The service is a private clinic that provides hair transplants and hair solutions to the general public in Manchester city centre. Although it services the population of Manchester patients travel from across the country for treatment.

The regulated activities provided are surgical procedures. There has been a registered manager in place since October 2017.

We have not inspected the clinic before.

Overall inspection

Good

Updated 1 October 2018

 The Hair Loss Clinic (NW) Limited is an independent service provider that leases the location from Pall Mall medical centre. The clinic is located on the lower ground floor of the building and there is a service level agreement with the organisation that occupies the ground floor of the building. The service level agreement is for use of the rooms, waste disposal, equipment maintenance and consumables.

The clinic offers hair transplants and hair solutions to the general public, adults only.
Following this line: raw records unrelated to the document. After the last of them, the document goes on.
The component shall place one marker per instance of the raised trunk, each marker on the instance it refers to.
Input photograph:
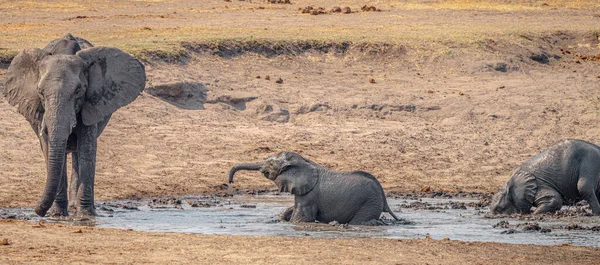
(246, 166)
(55, 167)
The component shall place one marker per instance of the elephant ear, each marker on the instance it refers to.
(522, 188)
(115, 79)
(21, 86)
(298, 179)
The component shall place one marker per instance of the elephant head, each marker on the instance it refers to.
(60, 87)
(516, 195)
(290, 172)
(502, 202)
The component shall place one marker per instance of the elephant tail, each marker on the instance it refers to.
(386, 208)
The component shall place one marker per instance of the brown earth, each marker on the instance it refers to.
(443, 94)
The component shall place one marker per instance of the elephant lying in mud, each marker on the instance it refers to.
(323, 195)
(567, 172)
(68, 92)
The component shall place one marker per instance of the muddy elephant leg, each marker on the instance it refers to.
(587, 190)
(287, 214)
(547, 200)
(368, 214)
(61, 202)
(306, 213)
(74, 187)
(86, 152)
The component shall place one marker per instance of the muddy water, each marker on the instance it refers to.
(455, 219)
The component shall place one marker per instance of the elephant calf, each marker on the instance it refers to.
(353, 197)
(567, 172)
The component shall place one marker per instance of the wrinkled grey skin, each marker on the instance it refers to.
(320, 194)
(68, 91)
(565, 173)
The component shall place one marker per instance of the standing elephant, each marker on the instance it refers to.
(320, 194)
(567, 172)
(68, 92)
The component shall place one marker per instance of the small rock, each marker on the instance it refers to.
(508, 232)
(540, 58)
(501, 224)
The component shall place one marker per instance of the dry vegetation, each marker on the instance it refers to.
(424, 94)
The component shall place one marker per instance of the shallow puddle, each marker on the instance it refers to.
(455, 219)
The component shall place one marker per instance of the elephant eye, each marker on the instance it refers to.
(285, 168)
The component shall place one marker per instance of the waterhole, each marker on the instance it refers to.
(454, 219)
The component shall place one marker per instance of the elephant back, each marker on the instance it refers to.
(83, 44)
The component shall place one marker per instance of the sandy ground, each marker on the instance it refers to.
(441, 113)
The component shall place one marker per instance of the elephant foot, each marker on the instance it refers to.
(58, 210)
(287, 214)
(86, 212)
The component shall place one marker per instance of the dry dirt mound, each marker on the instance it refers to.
(185, 95)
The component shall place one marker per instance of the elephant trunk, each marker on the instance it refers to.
(246, 166)
(57, 144)
(55, 167)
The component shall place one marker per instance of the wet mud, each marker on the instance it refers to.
(443, 216)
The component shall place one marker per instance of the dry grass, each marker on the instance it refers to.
(500, 5)
(143, 27)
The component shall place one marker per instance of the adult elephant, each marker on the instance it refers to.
(320, 194)
(565, 173)
(68, 92)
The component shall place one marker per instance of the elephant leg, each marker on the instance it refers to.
(287, 214)
(547, 200)
(587, 190)
(306, 213)
(368, 214)
(74, 187)
(59, 208)
(86, 152)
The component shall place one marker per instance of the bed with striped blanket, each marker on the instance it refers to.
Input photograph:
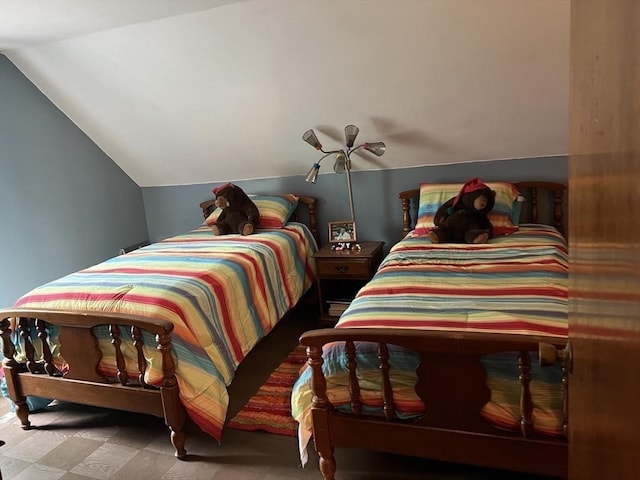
(440, 352)
(193, 306)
We inspected surgery as the main core service for this service.

We inspected this service using our comprehensive inspection methodology. We carried out the unannounced inspection on 2 August 2018.

To get to the heart of patients’ experiences of care and treatment, we ask the same five questions of all services: are they safe, effective, caring, responsive to people's needs, and well-led? Where we have a legal duty to do so we rate services’ performance against each key question as outstanding, good, requires improvement or inadequate.

Throughout the inspection, we took account of what people told us and how the provider understood and complied with the Mental Capacity Act 2005.

Services we rate

We had not rated this service before and we rated it as good.

We found good practice at the clinic

  • There were effective systems in place to manage infection control and the clinic had not had any incidence of hospital acquired infection. Records were electronic and were regularly audited by the clinic. Staff had completed mandatory training and there was other training in place to support staff development.

  • There were processes in place to keep patients safe during treatment including a surgical checklist and all staff were trained in basic life support.

  • Consent processes were robust and there was an appropriate cooling off period for patients. The clinic had a process for the monitoring of patient outcomes. Pain was well managed during and after surgery.

  • Staff were caring and patient’s privacy and dignity was respected. The bedside manner of the surgeons was audited. Patient feedback about the service was very positive.

  • Patients were able to choose their appointment times and were supported by a patient co-ordinator throughout the process. Provision was made for patients to stay in a hotel overnight before and after treatment if appropriate.

  • The clinic had a vision for its services and there was an open culture. There was a governance committee that reviewed complaints, approved policy and looked at patient feedback.

  • The surgeons had all had their appraisals and we saw that they were partaking in continual professional development to improve their skills and techniques. The surgeons had appropriate indemnity assurance.

We found outstanding practice

  • The clinic collected patient feedback at all parts of their pathway and this information was used to improve the patient experience. We saw examples where the service had changed following patient feedback.

Following the inspection, we told the provider that it should make improvements, even though a regulation had not been breached, to help the service improve.

Ellen Armistead

Deputy Chief Inspector of Hospitals (North)

Surgery

Good

Updated 1 October 2018

The clinic provided safe services to patients, there were infection control processes in place and staff had received training to deliver the services. Doctors were involved in continuing professional development to improve services.

Consent processes were strong and patient outcomes were monitored in consistent way. Staff were caring and privacy and dignity was respected.

Patients were supported by the clinic throughout their treatment and there was robust collection of patient experience which was used to improve services.

There were governance structures in place and processes for practising privileges for the appointment of doctors to work at the clinic. The clinic had a vision for their service.